Machine Learning-Driven Dynamic Four-Dimensional X-Ray Computed Tomography Reconstruction
Hyojin Kim | 20-FS-010
Project Overview
Dynamic computed tomography (DCT) refers to image reconstruction of moving or non-rigid objects over time while x-ray projections are acquired over a range of angles. We present two novel reconstruction approaches to reconstruct dynamic scenes as time-varying sequence of 3D volumes (D4DCT). The supervised method leverages convolutional neural networks by training input sinogram data and its ground truth image sequence, to reconstruct an initial scene with sequence of motion warping fields. The second reconstruction method leverages implicit neural representations with a parametric motion fields to reconstruct dynamic scenes as time-varying sequence of 3D volumes without any need of training data. The proposed method is an end-to-end, coarse-to-fine, optimization approach without the need for any training data by minimizing the measured x-ray sinogram and the forward projected sinogram of the estimated scene. Furthermore, we provide challenging D4DCT datasets where the sinogram data represent a time-varying object deformation to demonstrate damage evolution under mechanical stresses. The provided datasets enable training and quantitative evaluation of the data driven machine learning approaches for the D4DCT reconstruction.
Mission Impact
The outcome of this project will have a significant impact on multiple missions and areas of programmatic interest in geoscience, additive manufacturing (AM) in materials science, and other non-destructive evaluation CT applications. One application area is in-situ CT imaging to study material deformation and other characterization of geometrically complex AM parts under mechanical loading, and compaction of confined granular materials. In that study, the material scientists need to capture in-situ porosity and microstructural damage evolution of materials (e.g., crack and fatigue analysis, failure and void region detection) subjected to continuous mechanical and thermal loads using non-interrupted CT. The proposed dynamic 4D CT capabilities are crucial to enable such non-interrupted CT imaging setups as well as to advance AM parts.
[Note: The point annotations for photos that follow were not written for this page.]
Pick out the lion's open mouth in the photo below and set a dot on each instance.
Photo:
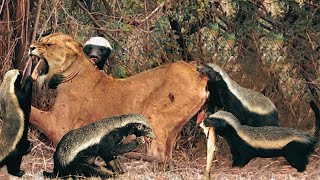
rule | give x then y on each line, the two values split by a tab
42	67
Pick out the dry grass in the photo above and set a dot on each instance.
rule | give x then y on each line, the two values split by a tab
189	163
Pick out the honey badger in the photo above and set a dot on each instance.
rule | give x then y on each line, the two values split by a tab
98	49
15	108
250	107
248	142
77	150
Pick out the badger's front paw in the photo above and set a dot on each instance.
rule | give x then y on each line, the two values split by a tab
140	140
206	122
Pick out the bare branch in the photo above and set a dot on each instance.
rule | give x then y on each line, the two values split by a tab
97	24
36	23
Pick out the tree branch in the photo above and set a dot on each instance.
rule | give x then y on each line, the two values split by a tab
97	24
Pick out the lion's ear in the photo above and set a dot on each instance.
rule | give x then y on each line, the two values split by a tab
74	46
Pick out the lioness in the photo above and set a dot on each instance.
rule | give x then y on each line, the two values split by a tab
168	95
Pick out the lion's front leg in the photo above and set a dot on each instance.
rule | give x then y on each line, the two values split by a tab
43	121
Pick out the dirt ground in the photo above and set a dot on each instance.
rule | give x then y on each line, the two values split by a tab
187	165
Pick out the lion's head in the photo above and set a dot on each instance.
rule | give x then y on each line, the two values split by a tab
56	53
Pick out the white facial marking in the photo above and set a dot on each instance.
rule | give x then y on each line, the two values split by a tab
98	41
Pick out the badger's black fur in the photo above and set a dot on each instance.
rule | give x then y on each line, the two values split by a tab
250	107
77	150
248	142
15	111
98	49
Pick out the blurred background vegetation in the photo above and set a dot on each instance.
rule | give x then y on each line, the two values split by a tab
271	46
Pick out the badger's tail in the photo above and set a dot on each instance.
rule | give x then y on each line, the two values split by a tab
316	111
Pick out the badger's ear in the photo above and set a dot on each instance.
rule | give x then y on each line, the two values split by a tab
74	46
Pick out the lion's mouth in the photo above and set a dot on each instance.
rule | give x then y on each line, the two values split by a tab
41	68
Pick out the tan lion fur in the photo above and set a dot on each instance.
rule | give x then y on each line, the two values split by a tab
168	95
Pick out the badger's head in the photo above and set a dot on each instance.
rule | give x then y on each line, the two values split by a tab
213	71
98	50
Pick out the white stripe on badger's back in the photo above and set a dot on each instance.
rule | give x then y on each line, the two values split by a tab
98	41
12	107
80	139
245	95
266	137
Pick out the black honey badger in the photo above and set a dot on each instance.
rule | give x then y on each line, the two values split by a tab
248	142
98	49
77	150
250	107
15	108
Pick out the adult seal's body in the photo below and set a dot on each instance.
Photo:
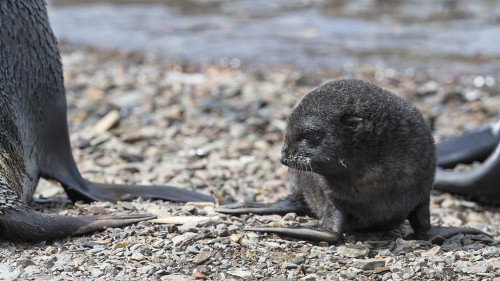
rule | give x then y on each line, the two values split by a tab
34	139
361	159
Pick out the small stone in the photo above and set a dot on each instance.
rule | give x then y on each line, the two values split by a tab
202	257
298	260
183	239
353	251
381	269
289	265
432	252
236	237
120	245
369	264
96	272
137	256
199	275
243	274
290	217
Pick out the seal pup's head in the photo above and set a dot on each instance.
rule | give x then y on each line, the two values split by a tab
349	126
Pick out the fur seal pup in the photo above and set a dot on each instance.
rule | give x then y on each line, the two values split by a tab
34	137
481	182
361	159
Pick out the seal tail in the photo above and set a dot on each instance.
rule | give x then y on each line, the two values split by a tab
27	224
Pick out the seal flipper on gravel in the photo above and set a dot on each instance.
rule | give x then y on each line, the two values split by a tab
79	189
480	182
34	136
475	145
362	159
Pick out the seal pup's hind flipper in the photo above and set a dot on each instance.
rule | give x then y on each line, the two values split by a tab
289	205
302	233
27	224
471	146
481	182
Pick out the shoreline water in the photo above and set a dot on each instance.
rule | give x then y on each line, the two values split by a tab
442	37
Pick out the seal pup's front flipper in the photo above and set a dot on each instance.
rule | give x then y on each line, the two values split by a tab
302	233
27	224
481	182
471	146
289	205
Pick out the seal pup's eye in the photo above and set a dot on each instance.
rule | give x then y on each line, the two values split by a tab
350	120
313	136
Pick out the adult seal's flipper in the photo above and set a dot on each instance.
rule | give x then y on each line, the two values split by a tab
63	168
472	146
290	205
29	225
482	181
302	233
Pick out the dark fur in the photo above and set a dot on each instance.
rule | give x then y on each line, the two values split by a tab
361	158
34	138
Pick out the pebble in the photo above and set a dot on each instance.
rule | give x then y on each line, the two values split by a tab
369	264
353	251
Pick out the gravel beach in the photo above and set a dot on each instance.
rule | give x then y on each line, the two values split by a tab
135	118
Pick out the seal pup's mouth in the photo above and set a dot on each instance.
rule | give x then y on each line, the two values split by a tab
297	162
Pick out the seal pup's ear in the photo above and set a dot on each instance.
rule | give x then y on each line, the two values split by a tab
350	120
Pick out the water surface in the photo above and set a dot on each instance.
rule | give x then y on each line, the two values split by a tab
445	35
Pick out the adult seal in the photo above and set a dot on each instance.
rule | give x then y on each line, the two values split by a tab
34	138
361	159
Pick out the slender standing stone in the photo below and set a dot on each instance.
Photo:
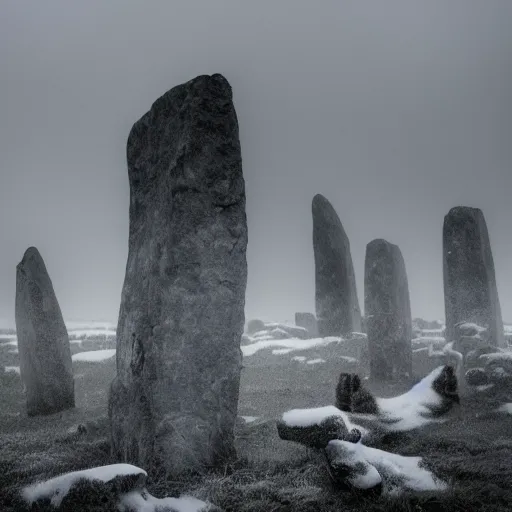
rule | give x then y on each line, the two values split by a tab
388	312
469	280
43	344
337	306
308	321
174	402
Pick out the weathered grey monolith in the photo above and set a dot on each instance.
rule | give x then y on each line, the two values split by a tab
337	306
469	281
308	321
174	402
43	344
388	312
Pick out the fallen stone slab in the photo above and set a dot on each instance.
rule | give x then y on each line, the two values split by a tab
316	427
363	467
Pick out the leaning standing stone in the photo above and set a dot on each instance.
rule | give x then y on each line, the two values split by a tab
337	305
388	312
469	280
45	357
173	404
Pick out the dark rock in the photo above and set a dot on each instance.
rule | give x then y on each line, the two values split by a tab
388	311
318	434
245	340
307	321
350	470
173	404
469	279
352	396
477	377
337	306
45	356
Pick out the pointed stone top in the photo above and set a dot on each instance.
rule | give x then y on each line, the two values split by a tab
320	200
321	205
464	211
31	255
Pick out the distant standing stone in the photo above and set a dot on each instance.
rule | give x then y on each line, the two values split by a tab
469	280
173	404
308	321
43	344
337	306
388	312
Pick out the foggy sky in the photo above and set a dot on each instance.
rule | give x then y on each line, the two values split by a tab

The proposed approach will be beneficial to a number of data science applications regarding temporal data analysis and highly ill-posed inverse problems.
Publications, Presentations, and Patents
Dynamic 4DCT Reconstruction using Neural Representation-based Optimization, ROI submitted, IL Number: IL-13625.
LLNL D4DCT Datasets: Dynamic 4DCT Datasets using MPM-based Deformation, to appear at DSI's Open Data Initiative, LLNL-MI-81669.